The internal design of this pyramid is fascinating.  It is believed that the Egyptians determined due north using the Pole Star method.  The Pole Star would have been a fixed point and once due north was identified and the passageway built, then construction continued on the rest of the pyramid.  The King’s Chamber is at the heart of the sarcophagus and is directly on the center axis.  It would have contained the mummified body of the pharaoh.

The north and south walls have two shafts and we can only speculate at their purpose.  Was it to provide ventilation or perhaps illumination?  The Egyptians believed the soul was immortal and could not die.  They embalmed and mummified so that the “ka” or body could be unified at some point in the future with the “ba” or soul which, upon death, would be sent or beamed up to the stars.

Beaming a soul up to the stars may sound more like modern-day science fiction than ancient Egyptian mythology but the Egyptians thought of such long before Star Trek had Scotty beaming up Captain Kirk.  Remember, the Egyptians thought one’s soul went to the stars upon death.  The north and south shafts in the Great Pyramid of Giza bend at some point so they could not have simply been observation points.  They do, however, align with the brightest stars of the constellation Orion or rather, they would have aligned at the time of the construction.  We’ve discussed previously the North Star and how the North Star of today has not always nor will forever be the North Star due to something called precession.   The north shaft connected directly to Thuban or Alpha Draconis, a former North Star while the shaft on the southern side aligned with Osiris, the Orion’s constellation god of afterlife.  Osiris also represented the complete cycle of life to the Egyptians – birth, death, and resurrection.

We will discuss this Great Pyramid again but for now, ask yourself:  What captures your spirit today?  What gives your soul release?  What is it that allows you to feel free, really free in your mind?  The purpose of all of these myths was not simply to entertain but to explain.  We often forget to stop and ask ourselves some very important questions, questions like “What would really make my spirit soar?  I have a feeling the questions at the beginning of this paragraph, when you first read them, invoked answers in your mind that went something like this.  What captures my spirit?  Work and responsibilities; they capture and enslave me.  What gives me release?  Going home or, perhaps, going to the movies or out on the town.  What allows me to feel free?  A nice cold beer or piece of chocolate or maybe even a long hot soak in a hot tub or bubble bath.

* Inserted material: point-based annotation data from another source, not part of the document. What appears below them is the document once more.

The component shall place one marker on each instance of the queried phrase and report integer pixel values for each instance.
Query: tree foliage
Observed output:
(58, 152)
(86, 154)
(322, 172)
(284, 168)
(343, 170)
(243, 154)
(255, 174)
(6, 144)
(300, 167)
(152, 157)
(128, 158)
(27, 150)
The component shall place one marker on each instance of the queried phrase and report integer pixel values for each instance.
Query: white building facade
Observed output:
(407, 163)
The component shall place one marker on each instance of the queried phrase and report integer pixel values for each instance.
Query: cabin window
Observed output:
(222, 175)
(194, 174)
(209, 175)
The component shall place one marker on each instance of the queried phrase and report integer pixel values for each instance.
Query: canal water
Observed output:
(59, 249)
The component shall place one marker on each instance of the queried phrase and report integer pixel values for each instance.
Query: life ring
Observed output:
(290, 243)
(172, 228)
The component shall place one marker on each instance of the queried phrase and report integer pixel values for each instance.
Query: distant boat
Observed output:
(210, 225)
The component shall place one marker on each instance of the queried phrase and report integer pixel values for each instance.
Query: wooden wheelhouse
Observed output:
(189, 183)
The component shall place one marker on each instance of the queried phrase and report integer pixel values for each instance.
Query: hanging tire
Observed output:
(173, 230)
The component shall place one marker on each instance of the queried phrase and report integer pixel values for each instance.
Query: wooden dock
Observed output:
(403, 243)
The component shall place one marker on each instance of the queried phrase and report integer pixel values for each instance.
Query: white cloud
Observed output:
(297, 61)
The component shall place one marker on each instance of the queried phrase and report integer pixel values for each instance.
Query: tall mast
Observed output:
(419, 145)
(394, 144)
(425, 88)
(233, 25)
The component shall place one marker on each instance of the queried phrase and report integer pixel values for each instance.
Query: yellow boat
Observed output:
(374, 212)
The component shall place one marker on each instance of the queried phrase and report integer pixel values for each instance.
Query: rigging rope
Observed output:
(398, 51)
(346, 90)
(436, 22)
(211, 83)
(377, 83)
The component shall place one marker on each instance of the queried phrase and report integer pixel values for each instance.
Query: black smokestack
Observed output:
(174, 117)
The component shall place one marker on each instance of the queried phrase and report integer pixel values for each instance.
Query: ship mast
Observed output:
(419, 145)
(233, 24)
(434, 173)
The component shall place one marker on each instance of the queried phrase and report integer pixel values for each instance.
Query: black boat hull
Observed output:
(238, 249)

It is important to know not only where we have been and where we are going, but also to know what drives us and what can give us rest.  Thuban is no longer the North Star but it remains an important nautical marker which continues to guide sailing vessels.  Naval historians know that the USS Thuban, an attack cargo ship served valiantly and was of great importance to the United States Navy during World War II, the Korean Conflict, and the Cuban Missile Crisis.  The naming of this ship is yet another instance of how ancient mythologies never fade away or die.  They are as immortal of the deities whose stories they tell.

Our living also leaves its footprint on the world.  We may never have a ship named after us or have a great pyramid built in our honor but we do leave our mark.  The trick is to make certain that we are leaving something positive.  We all have a legacy.  Unlike these myths and the spirits about which we are discussing, we can write our own story, create our own legacy.  What will you write today?